A Web text mining approach based on self-organizing map

  • Authors:
  • Chung-Hong Lee;Hsin-Chang Yang

  • Affiliations:
  • Department of Information Management, Chang Jung University, Tainan, Taiwan;Department of Information Management, Chang Jung University, Tainan, Taiwan

  • Venue:
  • Proceedings of the 2nd international workshop on Web information and data management
  • Year:
  • 1999

Quantified Score

Hi-index 0.00

Visualization

Abstract

Web text mining is a new issue in the knowledge discovery research field. It is aimed to help people discover knowledge from large quantities of semi-structured or unstructured text in the web. Several approaches, including some pure and hybrid information retrieval (IR) methods, have been proposed to tackle such an issue.

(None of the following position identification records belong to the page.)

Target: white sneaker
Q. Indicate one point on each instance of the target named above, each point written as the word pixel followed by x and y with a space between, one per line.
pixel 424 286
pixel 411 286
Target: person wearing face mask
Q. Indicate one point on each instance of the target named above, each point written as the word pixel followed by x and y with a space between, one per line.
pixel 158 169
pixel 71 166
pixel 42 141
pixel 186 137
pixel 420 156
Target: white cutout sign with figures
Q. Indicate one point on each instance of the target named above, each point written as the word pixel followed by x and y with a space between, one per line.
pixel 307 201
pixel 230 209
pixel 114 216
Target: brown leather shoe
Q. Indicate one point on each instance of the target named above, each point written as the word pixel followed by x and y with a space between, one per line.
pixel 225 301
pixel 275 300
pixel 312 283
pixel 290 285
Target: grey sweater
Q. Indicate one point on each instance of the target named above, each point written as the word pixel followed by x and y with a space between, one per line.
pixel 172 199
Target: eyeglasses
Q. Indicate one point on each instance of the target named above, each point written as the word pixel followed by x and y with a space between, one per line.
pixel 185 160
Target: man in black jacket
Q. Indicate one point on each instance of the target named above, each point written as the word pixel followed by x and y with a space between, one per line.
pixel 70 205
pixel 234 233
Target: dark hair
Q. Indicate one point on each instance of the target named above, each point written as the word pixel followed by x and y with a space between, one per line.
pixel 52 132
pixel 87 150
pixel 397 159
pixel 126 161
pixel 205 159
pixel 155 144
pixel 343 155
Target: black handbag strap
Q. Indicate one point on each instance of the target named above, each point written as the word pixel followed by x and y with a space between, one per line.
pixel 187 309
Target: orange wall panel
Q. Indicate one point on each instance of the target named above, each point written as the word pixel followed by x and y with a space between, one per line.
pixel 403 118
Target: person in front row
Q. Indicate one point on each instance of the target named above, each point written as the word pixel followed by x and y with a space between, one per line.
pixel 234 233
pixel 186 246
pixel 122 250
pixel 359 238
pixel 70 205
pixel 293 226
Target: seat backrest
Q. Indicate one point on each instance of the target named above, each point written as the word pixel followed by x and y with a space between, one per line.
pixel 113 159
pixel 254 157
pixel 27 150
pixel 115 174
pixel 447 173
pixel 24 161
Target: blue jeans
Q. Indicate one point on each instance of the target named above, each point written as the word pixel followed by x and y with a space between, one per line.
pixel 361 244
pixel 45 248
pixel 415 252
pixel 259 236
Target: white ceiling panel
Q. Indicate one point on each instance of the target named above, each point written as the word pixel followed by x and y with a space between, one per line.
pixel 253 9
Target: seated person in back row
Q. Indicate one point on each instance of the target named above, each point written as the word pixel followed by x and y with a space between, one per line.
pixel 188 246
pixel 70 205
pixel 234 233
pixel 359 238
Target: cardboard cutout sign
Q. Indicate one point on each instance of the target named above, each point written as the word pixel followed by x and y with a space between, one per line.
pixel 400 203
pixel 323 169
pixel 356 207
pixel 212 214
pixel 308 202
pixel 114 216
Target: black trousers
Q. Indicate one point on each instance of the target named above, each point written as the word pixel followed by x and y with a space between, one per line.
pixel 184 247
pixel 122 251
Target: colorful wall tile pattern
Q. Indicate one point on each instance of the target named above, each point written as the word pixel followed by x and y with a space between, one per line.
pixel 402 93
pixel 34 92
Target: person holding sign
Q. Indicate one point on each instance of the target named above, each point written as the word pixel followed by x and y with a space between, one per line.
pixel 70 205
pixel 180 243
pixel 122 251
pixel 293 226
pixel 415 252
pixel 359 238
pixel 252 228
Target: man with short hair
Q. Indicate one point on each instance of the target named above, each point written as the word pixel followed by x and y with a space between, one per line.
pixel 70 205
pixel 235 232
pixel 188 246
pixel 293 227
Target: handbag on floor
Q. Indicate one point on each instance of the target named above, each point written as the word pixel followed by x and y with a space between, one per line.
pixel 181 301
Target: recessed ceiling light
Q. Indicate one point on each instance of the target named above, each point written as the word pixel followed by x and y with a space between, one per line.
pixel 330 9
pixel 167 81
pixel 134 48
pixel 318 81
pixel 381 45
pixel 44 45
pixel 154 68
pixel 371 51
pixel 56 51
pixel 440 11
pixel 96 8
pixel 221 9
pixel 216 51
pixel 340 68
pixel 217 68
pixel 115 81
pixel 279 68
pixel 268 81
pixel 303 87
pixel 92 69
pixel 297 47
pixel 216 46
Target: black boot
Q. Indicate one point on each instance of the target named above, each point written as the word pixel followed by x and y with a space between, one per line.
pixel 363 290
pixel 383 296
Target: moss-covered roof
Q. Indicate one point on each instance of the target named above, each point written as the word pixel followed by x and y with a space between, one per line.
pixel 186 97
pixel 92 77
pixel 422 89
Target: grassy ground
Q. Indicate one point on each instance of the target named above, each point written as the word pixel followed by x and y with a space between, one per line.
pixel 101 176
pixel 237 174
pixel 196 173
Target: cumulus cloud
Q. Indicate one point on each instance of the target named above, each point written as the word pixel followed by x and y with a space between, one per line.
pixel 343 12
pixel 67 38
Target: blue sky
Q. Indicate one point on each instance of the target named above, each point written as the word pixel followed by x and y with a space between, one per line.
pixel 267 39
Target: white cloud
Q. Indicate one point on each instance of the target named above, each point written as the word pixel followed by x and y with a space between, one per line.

Among these approaches, combining the Self-Organizing Map (SOM) method with the principles of the vectorspace model, appears to be a promising alternative for the traditional purely IR-based methods in this problem domain. In this paper, a novel SOM-based method using a Chinese corpus for web text mining is presented. The SOM is used to generate two maps, namely the word cluster map and the document cluster map, which reveal the relationships among words and documents respectively. The search process incorporates these two maps and effectively finds the relevant documents according to the keywords specified in the query. The conceptually associated web documents are found not only by the specific keywords but the relevant words found by the word cluster map.